The bank's monetary policy committee will take its monthly vote on Thursday and while it is likely to leave interest rates on hold at 0.5 per cent, economists believe there is a strong possibility it will increase its quantitative easing program by £25 billion ($37 billion), taking it to a total of £400 billion.
The voting pattern at the committee's February meeting suggested it was moving closer to more monetary stimulus for Britain, with three members of the nine-strong committee backing a £25 billion increase in the bond-buying program.
Crucially, one of the three voting in favour of more easing was the bank's governor Sir Mervyn King.
In the past it has usually followed that fellow members of the committee vote in the same way at subsequent meetings.
Scotiabank economist Alan Clarke said an expansion of quantitative easing was "more likely than not" at the March meeting.
"The recent noises from MPC members suggest [they] want to do something, but it is not yet clear what," Mr Clarke said. "The default policy tool has tended to be more QE and a £25 billion expansion at this week's meeting seems to be the most likely outcome."

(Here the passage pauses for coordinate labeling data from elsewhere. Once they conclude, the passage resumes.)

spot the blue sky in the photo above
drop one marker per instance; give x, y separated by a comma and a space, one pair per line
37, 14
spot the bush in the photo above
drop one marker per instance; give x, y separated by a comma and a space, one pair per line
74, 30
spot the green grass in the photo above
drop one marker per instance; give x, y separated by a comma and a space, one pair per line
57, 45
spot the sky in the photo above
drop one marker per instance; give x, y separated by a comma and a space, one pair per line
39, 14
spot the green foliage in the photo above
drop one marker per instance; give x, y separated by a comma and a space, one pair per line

The case for stimulus appeared to strengthen last week when data showed the manufacturing sector shrank unexpectedly in February, after two months of growth. Meanwhile, data showed mortgage approvals fell slightly in January, and while there has been evidence the government's Funding for Lending Scheme is having some positive effect on overall lending, credit availability for smaller businesses is still poor. Mr Clarke said new figures to be published this week were likely to show that take-up of the scheme continues to be "muted".
Inflation remains above the 2 per cent target at 2.7 per cent, and the bank has forecast it is likely to remain above target for two years.
However, the MPC has signalled it is willing to look beyond the target and provide more stimulus should it be justified by a weak backdrop for growth.